Subjected to repeated interrogations, including by the Gestapo, Legendre entered a daring game of lies with her captors. The Nazis treated her as a "special prisoner" of the SS and moved her from city to city throughout Germany, where she witnessed the collapse of Hitler's Reich as no other American did. After six months in captivity, Legendre escaped into Switzerland.
A Guest of the Reich is a propulsive account of a little-known chapter in the history of World War II, as well as a fascinating portrait of an extraordinary woman.
Review: Born Gertrude Sandford in 1902 in Aiken, South Carolina, Gertie was raised in a world of fabulous wealth. Her father inherited "an estate estimated at $40 million - close to $1 billion in today's dollars" (26). Her family had numerous homes and travelled extensively, and her family were closely connected with many famous and well-known individuals. In fact, Gertie was apparently "the inspiration for the character Katharine Hepburn played in the movie Holiday, based on the 1928 Broadway play by Gertie's friend Philip Barry" (6). Rather than being content with staying at home, Gertie was thrilled by exotic hunting trips. After an African trip that resulted in countless animals slain at her hand, she went again, this time on behalf of the American Museum of Natural History, in pursuit of animals to be staged "among a series of planned dioramas in the new Hall of African Mammals" in the museum (25). In 1929, Gertie married Sidney Legendere, to whom she was very devoted. The two purchased a plantation outside of Charleston and had two daughters - who received almost none of their time or attention.
When World War II broke out, Sidney ended up stationed in Hawaii. Gertie was not content to stay at home with her children and signed on with the Office of Strategic Services (OSS), the intelligence agency at the time. While serving abroad with the OSS, along with some companions, Gertie decided to take a little scenic drive that ended up in Nazi occupied territory. After two in the party were shot and wounded, they had to surrender to the Nazis. "Gertrude Legendre had just become the first American woman in uniform captured by the Nazis" (22). Such a foolish way to get captured. She was shuffled around and held in different cities until she finally escaped to Switzerland on foot. She was considered a prominent prisoner of war so was relatively well treated and still ate relatively well, given the wartime deprivations and also considering the horrible death camps that others were sent to.
Gertie was not a particularly likable person. She was extremely privileged and sort of callous about people as well. Her recount of her mother's death seems very unfeeling. And she certainly didn't seem particularly attached or caring to either of her children. She didn't seem bothered by the suffering during the Great Depression since she wasn't personally impacted by it. She was also racist and classist in her thinking: "For all her swashbuckling, Gertie was in some of her attitudes a creature of her country and class - casual with her prejudice in her private correspondence, comfortable in a segregated America where Jews, blacks, and other outsiders knew who sat, and who didn't, at the head table" (49).

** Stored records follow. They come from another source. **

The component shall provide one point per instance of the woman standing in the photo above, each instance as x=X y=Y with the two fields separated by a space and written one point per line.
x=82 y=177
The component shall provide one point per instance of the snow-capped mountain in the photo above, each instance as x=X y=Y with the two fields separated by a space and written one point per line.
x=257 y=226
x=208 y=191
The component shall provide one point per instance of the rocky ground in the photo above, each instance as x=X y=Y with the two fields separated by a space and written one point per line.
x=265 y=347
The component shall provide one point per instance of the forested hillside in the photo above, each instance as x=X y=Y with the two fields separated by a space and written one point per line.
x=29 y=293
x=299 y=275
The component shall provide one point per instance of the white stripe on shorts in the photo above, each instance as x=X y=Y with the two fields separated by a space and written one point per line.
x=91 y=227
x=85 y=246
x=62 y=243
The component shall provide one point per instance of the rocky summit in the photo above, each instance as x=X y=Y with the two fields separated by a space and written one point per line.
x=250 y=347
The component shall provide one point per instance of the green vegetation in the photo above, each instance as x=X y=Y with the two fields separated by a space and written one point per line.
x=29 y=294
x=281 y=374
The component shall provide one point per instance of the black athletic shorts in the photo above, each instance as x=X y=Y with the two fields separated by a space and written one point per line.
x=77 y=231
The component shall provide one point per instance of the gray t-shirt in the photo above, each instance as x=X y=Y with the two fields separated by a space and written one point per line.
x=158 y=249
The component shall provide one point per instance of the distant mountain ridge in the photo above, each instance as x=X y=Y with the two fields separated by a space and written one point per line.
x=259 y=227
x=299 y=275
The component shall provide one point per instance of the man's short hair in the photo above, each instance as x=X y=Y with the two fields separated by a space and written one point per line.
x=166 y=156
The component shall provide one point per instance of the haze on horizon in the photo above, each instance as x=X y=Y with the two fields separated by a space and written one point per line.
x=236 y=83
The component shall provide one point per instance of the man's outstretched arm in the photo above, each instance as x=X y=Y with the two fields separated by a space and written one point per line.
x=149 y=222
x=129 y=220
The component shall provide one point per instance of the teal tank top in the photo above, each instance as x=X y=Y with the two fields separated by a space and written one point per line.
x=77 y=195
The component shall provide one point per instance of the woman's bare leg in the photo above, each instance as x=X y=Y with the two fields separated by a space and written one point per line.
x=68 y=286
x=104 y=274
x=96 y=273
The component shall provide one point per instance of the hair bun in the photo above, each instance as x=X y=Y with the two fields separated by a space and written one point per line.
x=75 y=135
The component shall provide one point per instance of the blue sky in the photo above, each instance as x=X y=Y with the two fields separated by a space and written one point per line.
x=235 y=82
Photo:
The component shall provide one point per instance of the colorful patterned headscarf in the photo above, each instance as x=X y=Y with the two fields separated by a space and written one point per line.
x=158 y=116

I thought this was well written and explored an interesting if very hard to like character from history. I do wish the book had a been a bit more comprehensive. I would have loved more details on her family's background and wealth, her husband's family, and her life after the war. But the author did choose to mostly focus on her war exploits, which I understand. An unusual World War II biography that I enjoyed.